I was comparing the impact of these obscure, very early contact prints to the impact of even Adams’ most celebrated enlarged prints. And I am saying, God as my witness, the intense sublimity of one of the contact prints (the one that brought tears to my eyes) eclipsed even his more contemporary enlargements of famous images. This fact (true at least to my own sensibilities) made me wonder quite seriously why Adams did not make mostly contact prints or at least many more. I was compelled to ask myself this question with real interest because it’s very hard for me to imagine that Adams himself did not also recognize and understand what he was capable of achieving with a contact print. Let me put this impression another way. These early contact prints closed the small gap between Weston and Adams for me. Some of Weston’s prints would indeed look a bit like enlargements compared to them. It very strangely turned out that my encounter with these very early Adams contact prints was astonishing and totally unexpected confirmation of my excited and impetuous reaction to my own first contact print (which I mentioned in my first post), namely that if Adams had it within himself to make a masterpiece enlargement, then he had it within himself to make an even greater contact print. Enlargement plainly involves sacrifice.

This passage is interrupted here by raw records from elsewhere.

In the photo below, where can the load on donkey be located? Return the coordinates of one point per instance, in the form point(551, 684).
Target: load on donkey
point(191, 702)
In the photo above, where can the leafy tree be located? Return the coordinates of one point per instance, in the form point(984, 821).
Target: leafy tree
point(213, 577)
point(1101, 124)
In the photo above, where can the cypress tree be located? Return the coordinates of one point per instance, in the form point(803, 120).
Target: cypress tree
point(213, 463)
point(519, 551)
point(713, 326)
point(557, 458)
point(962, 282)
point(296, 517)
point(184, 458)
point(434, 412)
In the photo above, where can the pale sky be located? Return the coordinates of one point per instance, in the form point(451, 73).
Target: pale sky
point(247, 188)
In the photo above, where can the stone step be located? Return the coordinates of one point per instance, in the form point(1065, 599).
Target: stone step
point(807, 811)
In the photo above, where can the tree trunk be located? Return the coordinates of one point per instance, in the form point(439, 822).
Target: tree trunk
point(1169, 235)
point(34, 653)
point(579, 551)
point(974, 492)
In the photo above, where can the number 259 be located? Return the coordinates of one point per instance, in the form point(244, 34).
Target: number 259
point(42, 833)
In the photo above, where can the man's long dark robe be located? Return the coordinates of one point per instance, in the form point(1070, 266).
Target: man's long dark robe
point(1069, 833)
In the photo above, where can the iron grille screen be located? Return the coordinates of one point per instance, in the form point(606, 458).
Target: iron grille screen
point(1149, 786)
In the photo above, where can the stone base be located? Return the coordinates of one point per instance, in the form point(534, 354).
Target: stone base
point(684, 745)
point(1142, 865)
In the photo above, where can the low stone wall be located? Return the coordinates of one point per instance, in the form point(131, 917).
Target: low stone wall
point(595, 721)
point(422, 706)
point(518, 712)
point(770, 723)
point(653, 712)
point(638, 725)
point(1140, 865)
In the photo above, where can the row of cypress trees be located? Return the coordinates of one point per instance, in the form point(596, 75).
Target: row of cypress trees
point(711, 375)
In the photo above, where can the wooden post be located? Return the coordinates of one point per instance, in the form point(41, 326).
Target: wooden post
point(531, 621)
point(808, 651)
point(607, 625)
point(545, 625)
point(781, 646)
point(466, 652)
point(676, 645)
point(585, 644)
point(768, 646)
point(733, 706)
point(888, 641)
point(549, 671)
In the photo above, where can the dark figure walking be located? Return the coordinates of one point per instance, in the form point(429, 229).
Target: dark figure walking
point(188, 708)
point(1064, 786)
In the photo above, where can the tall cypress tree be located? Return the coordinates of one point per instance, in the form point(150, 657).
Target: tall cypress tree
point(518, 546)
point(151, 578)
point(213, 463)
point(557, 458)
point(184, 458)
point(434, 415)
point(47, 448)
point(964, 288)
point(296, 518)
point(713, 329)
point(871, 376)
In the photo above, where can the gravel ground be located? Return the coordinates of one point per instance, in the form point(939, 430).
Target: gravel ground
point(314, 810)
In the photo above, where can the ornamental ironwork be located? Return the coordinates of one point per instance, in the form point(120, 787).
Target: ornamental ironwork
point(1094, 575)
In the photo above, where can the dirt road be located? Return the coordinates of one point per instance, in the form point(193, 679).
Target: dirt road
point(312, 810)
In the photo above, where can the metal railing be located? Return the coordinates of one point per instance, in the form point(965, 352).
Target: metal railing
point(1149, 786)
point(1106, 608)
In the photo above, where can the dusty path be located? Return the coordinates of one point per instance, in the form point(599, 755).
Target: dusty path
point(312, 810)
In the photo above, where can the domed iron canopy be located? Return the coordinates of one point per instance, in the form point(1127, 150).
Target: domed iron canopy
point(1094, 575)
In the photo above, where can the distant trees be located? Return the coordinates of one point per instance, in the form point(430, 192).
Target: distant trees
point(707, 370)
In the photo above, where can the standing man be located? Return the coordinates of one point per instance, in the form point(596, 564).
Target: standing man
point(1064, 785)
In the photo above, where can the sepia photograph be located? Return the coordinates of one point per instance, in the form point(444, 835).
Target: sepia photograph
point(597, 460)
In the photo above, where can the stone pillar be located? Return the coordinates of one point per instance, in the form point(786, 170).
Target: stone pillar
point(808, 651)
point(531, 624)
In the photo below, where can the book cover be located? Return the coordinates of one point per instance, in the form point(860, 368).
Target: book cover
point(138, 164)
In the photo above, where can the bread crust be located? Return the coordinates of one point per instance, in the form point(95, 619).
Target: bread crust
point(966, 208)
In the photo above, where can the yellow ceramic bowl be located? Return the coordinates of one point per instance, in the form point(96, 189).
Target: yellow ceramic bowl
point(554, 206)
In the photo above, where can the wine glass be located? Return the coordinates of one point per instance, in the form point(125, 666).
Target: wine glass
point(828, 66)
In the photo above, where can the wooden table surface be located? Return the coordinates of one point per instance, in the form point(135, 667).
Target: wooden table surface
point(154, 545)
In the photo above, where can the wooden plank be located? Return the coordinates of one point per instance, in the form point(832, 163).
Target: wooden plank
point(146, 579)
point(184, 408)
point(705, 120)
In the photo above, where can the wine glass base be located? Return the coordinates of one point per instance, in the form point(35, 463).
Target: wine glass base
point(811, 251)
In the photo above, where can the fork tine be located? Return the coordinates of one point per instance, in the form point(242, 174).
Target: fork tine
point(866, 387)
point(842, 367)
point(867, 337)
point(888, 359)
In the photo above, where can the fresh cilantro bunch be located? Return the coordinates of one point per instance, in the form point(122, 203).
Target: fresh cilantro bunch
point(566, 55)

Another somewhat similar experience contributed to my interest in ULF as a valuable way of making large photographs without sacrificing the power of a contact print. Clearing Winter Storm is my favorite Adams photograph. I was once so captivated by an 8x10 contact print of the image that I did not even notice the 16 x 20 (I think) enlargement hanging right above it until the gallerist brought it to my attention. The contact print had that kind of eclipsing power.
Hugo’s 8x10 contact prints apparently possessed something of that same eclipsing power, too, when they earned a first prize against more ambitious productions.
I simply see ULF as an especially valuable way to preserve the integrity and power of the contact print while making larger photographs. It really is quite axiomatic that enlargements exaggerate deficiencies or vulnerabilities of any kind in any negative. And to be sure, some negatives do not hold up well at all to enlargement. But these are reasons to make contact prints –not to dismiss them –and to struggle to find ways of preserving the sublimity of a contact print in larger photographs.
Last edited by Durst L184; 29-Jul-2023 at 10:35.
Art is true of all times. If one must call a work contemporary, then it's propaganda.
I don't think you'll get much argument around here that contact prints aren't sublime. And if you want bigger contact prints, you'll need to use bigger film. Did I miss something?
Read Drew Wiley. He made some interesting remarks in response to my articulation of reasons for my interest in ULF. The thread of course is a real enough query about the value ("real untility") of using bigger film as you put it. But I certainly share your perplexity that anyone might take strong exception to the principle of preserving the sublimity of a contact print by using larger film to make larger photographs -- or even question the principle for that matter.
Art is true of all times. If one must call a work contemporary, then it's propaganda.
Drew's workflow is to make enlargements. That is how he wants his work presented (to whom I don't know). Different people have different objectives with their photography. Pursue yours.